The plot of the criteria in the close vicinity of the optimal values of the two parameters from the set is shown in Figs. 3B and 3C. Despite of the fact that the criteria do not take a minimal values in one and the same point, the algorithm produces reliable approximation of the optimum.
The comparison of the model output and experimental dependencies of the viral RNA suppression rate on inhibitor concentration is shown in Figs. 3D and 3E. It is worth to note that, the model correctly reproduces experimental kinetics of the viral RNA suppression.
The predictive power of the model was estimated using the experimental data on dependencies of the viral RNA suppression rate on the increasing concentration of the SCH503034 (Malcolm et al., 2006) and ITMN191 (Seiwert et al., 2008) inhibitors. These data were not used for parameter estimation. As it can be seen in Figs. 3F and 3G, the model correctly reproduces experimental observations and thus can be used for in silico studies.
Sequencebased model of the gap gene regulatory network
Recently, DEEP method was successfully applied to recover 68 parameters of the DNA sequencebased model (7)–(8) of regulatory network of 4 gap genes—hb, Kr, gt, and kni—and 8 transcription factors: Hb, Kr, Gt, Kni, Bcd, Tll, Cad and Hkb (Kozlov et al., 2015b). The trained model provides a tool to estimate the importance of each TF binding site for the model output (see Fig. 2B).
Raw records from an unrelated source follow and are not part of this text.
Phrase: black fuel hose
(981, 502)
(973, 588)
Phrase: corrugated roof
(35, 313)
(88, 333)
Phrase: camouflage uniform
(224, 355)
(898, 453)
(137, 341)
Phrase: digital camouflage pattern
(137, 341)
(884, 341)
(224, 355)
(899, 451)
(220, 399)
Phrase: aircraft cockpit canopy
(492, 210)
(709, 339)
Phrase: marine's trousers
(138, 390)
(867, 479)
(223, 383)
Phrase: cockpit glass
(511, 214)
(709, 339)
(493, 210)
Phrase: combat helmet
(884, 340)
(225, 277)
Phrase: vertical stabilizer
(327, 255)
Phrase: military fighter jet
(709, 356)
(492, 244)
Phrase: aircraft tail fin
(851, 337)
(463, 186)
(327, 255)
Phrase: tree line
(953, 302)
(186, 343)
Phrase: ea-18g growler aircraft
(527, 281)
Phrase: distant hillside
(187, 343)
We showed that functionally important sites are not exclusively located in cisregulatory elements and that sites with low regulatory weight are important for the model output (Kozlov et al., 2014).
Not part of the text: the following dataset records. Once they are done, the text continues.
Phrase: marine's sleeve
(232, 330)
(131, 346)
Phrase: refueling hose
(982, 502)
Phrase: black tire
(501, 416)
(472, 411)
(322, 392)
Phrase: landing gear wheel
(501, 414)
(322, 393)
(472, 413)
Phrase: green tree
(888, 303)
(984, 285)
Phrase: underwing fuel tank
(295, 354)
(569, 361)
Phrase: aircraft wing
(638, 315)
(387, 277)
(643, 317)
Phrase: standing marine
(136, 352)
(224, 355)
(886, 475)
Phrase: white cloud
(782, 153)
The evolution of the three objective functions during one optimization run is shown in Fig. 2C. Note that the wPGP and the Penalty functions do not decline monotonically and simultaneously. In a few first steps these functions reach their maximal values while RSS falls sharply, that corresponds to the adaptation of the control parameters of the algorithm and substitution of old parameter sets with good ones. Then wPGP starts to decay, and Penalty fluctuates at high level, while RSS decays approximately at the same rate as wPGP. As Penalty depends only on regulatory parameters, its behaviour at this stage illustrates that it disallows the process to be trapped in some local minimum with extreme values of parameters. During the second half of the optimization process, Penalty reaches its final low level and stays at it almost constant till convergence while the RSS and wPGP exhibit a modest growth and then converge. This illustrates the ability of DEEP to balance several objective functions. The model output at this stage is not changed much as indicated by RSS though the absolute values of regulatory parameters are fine tuned.
Conclusions
The parallelization of objective function calculation implemented in DEEP method considerably reduces the computational time. Several members of the current generation are evaluated in parallel, which in our experience with Sequencebased Model of the Gap Gene Regulatory Network, resulted in 24 times speedup on 24 core computational node (Intel Xeon 5670, Joint Supercomputer Center of the Russian Academy of Sciences, Moscow). The calculation of 24 objective functions in parallel threads took approximately the same 20 s as one sequential job, and the optimization runs were able to converge in 14 h after approximately 60,000 functional evaluations.
To sum up, we elaborated both the method and the software, which demonstrated high performance on test functions and biological problems of finding parameters in dynamic models of biological processes by minimizing one or even several objective functions that measure the deviation of model solution from data.